Obama’s claims about teachers and CEOs gets to a broader puzzle about how a capitalist society assigns rewards. At first glance, it seems that there is no relationship between merit and reward. Athletes and entertainers, who provide services much less indispensable than teachers and doctors, earn vastly more than either of those two professions. Earlier I mentioned the example of the parking lot guy who parks all the cars and makes money for the resort, yet he gets a pittance of that money. From his point of view, there is no
relationship between work and reward. He does the work, and “they” get the profits. This is pretty much how workers feel in a variety of occupations. They are the “makers” and their bosses are the “takers.” In a truly fair and merit-based society, they should get more and the bosses should get less.

These arguments are, whether their proponents recognize it or not, anchored in Karl Marx’s notion of “surplus value.” Marx is largely discredited today, because Communism proved a failure, and Marx’s prophecies proved dead wrong. Still, Marx’s core argument about the injustice of capitalist distribution remains hugely influential, because it seems to reflect common sense. Marx argued that everything that is produced under capitalism is produced by labor. Even machines and technology, Marx pointed out, are simply the products of past labor, since it took human effort to make those machines and technology. Whether skilled or unskilled, labor is responsible for everything that is made and sold.

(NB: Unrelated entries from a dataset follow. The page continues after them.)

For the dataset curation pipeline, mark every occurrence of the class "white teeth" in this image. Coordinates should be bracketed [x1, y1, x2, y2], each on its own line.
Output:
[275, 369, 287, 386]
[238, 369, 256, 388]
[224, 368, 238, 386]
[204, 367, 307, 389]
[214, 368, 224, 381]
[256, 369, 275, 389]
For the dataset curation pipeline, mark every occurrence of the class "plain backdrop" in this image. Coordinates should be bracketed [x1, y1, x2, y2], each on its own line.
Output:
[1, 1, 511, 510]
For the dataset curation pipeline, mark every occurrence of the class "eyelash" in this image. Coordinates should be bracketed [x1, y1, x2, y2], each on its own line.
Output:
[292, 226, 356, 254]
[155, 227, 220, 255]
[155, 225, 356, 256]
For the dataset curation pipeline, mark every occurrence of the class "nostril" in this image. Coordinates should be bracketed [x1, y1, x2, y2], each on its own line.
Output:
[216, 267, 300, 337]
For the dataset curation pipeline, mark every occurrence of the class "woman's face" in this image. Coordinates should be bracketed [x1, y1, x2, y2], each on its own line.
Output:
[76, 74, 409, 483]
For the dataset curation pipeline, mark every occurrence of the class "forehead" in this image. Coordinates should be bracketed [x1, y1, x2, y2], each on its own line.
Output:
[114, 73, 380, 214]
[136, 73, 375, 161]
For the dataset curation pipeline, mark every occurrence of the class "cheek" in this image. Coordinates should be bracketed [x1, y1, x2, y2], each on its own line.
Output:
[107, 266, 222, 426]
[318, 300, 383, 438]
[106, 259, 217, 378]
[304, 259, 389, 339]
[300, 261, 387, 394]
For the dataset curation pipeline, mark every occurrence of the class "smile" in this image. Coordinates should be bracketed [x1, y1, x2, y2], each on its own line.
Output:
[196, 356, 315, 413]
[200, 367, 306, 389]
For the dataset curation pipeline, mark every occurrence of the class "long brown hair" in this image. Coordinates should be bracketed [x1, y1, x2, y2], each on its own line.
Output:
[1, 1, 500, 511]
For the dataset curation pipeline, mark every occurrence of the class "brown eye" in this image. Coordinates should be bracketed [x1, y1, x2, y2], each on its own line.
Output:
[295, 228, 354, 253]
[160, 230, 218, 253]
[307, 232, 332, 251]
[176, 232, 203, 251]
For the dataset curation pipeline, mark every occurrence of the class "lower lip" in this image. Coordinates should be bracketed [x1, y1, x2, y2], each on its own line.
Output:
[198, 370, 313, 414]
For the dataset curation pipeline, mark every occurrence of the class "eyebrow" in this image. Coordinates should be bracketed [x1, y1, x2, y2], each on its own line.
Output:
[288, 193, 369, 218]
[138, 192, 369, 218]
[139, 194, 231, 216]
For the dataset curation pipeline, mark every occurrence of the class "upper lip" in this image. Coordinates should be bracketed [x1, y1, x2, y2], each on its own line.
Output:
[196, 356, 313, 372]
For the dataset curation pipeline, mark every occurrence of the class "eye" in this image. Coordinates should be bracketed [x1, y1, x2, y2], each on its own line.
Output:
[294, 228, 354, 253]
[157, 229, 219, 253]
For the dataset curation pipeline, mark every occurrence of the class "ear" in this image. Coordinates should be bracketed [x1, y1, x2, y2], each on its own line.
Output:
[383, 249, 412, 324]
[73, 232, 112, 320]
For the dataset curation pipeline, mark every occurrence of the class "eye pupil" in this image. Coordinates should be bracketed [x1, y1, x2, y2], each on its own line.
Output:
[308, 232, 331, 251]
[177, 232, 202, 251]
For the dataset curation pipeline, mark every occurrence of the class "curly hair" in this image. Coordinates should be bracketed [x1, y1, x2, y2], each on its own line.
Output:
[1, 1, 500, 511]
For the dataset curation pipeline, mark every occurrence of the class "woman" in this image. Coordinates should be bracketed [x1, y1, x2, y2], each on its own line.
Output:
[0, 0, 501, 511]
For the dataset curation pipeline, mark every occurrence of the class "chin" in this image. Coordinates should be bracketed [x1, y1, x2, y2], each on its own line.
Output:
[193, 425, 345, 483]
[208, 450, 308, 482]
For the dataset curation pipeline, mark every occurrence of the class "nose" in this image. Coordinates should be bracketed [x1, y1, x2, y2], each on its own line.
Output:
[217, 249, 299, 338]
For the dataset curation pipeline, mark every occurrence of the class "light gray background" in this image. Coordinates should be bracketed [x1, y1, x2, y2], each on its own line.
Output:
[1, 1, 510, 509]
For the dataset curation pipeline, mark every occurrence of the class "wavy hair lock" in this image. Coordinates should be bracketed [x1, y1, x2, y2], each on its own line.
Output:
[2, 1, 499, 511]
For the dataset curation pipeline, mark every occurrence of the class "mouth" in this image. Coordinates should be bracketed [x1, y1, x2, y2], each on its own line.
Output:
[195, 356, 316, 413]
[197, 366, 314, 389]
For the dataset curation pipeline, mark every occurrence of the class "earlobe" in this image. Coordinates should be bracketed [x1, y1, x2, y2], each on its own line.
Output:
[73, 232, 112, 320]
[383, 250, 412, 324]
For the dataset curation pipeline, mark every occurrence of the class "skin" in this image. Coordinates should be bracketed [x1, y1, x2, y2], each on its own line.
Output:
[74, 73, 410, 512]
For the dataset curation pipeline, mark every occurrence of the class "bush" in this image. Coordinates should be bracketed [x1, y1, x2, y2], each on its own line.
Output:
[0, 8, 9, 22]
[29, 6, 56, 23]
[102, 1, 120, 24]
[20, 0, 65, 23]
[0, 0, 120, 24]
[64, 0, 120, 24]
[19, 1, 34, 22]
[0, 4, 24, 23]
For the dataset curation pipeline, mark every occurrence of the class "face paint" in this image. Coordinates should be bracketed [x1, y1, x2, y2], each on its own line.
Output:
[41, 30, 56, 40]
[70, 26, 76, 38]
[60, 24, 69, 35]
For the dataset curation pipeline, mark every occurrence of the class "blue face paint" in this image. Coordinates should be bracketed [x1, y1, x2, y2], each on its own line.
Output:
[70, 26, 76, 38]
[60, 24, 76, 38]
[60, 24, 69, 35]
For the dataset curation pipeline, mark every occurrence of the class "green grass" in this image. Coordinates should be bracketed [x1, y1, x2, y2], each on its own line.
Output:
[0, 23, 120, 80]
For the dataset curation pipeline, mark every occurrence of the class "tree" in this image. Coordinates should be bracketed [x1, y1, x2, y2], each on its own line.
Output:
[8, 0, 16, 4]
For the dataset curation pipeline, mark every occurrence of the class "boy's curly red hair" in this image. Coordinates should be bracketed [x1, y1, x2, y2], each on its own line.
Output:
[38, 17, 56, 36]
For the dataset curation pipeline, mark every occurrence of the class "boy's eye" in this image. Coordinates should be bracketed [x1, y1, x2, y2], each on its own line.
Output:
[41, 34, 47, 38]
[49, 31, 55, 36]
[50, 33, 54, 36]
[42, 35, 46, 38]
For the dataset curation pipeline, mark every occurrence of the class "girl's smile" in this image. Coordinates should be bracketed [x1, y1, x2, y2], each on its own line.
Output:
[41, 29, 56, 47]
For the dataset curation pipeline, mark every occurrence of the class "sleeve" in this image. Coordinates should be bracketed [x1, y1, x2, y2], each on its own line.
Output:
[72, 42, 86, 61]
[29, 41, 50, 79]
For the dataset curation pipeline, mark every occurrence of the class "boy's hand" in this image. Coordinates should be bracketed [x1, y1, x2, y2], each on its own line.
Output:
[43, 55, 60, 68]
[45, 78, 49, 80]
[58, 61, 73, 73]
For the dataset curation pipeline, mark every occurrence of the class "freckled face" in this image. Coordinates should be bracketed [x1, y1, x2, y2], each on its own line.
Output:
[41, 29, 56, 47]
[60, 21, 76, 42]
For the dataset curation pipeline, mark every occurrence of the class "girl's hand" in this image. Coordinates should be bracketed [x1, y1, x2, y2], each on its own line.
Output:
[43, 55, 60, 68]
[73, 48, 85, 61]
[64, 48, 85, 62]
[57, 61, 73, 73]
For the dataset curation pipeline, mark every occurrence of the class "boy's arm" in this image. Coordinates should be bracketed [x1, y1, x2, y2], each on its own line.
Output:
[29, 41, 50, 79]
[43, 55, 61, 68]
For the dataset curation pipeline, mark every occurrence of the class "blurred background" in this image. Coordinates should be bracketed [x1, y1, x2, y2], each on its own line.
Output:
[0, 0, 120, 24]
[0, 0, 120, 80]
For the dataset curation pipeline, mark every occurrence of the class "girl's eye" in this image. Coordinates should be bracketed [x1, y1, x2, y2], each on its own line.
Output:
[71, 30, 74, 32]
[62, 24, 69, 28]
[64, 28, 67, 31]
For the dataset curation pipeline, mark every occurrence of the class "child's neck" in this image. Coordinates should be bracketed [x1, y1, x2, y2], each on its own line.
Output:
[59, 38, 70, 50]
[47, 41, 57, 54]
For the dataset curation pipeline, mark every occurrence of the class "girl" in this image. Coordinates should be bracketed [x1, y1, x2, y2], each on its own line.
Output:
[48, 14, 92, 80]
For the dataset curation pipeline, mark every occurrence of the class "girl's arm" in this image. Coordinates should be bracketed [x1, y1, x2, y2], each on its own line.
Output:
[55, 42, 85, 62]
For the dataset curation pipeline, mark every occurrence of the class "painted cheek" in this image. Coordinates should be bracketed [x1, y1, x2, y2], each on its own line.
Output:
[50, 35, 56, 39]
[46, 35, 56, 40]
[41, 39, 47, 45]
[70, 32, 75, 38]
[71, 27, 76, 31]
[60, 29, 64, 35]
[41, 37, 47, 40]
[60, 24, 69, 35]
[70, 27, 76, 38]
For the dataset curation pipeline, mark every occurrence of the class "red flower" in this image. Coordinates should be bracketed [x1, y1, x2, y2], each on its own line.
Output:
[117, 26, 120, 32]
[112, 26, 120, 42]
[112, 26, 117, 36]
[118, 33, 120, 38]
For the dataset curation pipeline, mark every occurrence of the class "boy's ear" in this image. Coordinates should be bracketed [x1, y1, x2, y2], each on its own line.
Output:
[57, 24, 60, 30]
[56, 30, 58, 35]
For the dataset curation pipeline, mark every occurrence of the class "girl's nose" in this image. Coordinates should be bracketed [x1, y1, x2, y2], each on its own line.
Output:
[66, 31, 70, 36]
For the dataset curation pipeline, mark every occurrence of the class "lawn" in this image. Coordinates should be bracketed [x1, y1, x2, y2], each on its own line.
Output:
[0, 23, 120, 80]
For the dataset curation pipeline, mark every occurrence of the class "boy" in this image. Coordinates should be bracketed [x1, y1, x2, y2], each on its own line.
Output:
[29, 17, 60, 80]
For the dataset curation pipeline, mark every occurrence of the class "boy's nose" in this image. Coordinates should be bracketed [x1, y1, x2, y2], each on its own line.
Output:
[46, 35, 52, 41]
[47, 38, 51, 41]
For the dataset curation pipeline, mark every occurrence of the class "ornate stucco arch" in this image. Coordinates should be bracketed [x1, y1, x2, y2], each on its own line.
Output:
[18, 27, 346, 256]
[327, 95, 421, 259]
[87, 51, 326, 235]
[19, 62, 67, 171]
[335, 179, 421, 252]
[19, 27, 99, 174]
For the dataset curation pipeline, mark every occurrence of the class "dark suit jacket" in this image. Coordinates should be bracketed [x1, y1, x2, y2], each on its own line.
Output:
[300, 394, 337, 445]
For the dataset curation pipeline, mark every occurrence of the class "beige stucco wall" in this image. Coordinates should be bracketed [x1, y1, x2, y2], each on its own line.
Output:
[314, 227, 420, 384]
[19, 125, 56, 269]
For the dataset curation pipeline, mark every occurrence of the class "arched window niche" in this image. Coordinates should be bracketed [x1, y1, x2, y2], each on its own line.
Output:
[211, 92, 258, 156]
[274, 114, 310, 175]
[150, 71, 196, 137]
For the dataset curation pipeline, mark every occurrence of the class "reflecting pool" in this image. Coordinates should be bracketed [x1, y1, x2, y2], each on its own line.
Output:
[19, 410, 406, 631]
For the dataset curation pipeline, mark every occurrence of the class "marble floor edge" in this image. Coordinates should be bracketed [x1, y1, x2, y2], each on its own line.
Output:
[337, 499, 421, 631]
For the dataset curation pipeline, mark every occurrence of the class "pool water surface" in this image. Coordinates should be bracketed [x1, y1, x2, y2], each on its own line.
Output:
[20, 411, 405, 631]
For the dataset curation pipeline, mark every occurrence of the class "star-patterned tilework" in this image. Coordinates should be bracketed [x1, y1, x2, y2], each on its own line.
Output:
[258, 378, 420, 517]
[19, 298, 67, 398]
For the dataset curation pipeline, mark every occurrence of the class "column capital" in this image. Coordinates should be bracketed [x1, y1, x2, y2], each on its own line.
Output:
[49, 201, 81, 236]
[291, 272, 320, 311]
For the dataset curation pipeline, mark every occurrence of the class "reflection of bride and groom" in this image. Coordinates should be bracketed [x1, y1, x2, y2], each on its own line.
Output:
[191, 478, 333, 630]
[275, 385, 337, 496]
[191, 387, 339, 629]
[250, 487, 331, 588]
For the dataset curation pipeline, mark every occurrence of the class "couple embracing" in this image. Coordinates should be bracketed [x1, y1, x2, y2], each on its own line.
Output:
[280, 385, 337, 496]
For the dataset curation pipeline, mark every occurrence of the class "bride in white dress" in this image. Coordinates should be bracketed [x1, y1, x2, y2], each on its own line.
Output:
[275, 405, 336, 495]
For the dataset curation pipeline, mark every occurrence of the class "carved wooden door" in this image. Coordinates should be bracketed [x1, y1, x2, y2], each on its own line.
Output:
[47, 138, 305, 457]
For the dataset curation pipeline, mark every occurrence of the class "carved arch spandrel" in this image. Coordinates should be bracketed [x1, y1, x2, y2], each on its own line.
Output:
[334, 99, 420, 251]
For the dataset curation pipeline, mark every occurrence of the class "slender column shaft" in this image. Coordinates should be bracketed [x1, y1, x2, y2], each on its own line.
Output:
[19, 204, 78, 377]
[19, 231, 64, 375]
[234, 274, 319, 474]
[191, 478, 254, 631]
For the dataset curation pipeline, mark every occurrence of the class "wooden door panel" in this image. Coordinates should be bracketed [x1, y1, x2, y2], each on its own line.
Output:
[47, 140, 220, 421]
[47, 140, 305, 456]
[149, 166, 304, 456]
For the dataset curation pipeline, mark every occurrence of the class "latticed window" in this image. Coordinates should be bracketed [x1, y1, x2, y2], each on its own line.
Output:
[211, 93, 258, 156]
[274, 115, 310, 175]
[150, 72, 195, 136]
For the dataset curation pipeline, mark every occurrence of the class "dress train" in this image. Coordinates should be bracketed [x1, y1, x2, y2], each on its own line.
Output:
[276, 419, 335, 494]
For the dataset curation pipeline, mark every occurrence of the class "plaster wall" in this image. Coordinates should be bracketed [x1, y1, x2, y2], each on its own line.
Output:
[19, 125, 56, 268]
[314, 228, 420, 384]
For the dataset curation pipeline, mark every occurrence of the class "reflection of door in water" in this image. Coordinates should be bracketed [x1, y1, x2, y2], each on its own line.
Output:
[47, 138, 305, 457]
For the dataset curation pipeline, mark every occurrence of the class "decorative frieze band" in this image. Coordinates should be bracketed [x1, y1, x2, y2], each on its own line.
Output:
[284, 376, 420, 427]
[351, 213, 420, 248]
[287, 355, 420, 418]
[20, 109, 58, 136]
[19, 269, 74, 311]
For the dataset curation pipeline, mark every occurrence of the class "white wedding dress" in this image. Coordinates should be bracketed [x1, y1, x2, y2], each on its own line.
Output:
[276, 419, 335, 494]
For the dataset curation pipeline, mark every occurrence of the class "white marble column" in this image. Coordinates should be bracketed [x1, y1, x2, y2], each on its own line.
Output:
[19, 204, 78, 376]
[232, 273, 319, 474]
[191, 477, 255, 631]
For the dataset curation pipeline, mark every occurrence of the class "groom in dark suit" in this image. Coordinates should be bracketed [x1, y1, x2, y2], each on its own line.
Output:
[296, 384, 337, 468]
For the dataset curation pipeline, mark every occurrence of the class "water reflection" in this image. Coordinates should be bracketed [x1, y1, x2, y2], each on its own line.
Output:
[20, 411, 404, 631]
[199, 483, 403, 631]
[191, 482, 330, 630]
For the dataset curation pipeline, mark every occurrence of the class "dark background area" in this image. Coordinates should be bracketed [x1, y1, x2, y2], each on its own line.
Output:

The way that capitalism works, according to Marx, is that entrepreneurs provide the initial capital and use this to pay workers for their labor. This is their cost of doing business. Products, however, are not sold for what it costs to make them. They are sold for the highest price the market will bear. The difference between what things are sold for, and what it costs to make them, Marx terms “surplus value.” It is another name for “profit.” Marx contends that capital by itself is worth very little—since money has a modest rental value called “interest”—and therefore once this interest is paid, workers are responsible for the full value of a product. Despite this, workers actually receive only the labor cost of that product, leaving the entrepreneurs or capitalists to make off with the difference.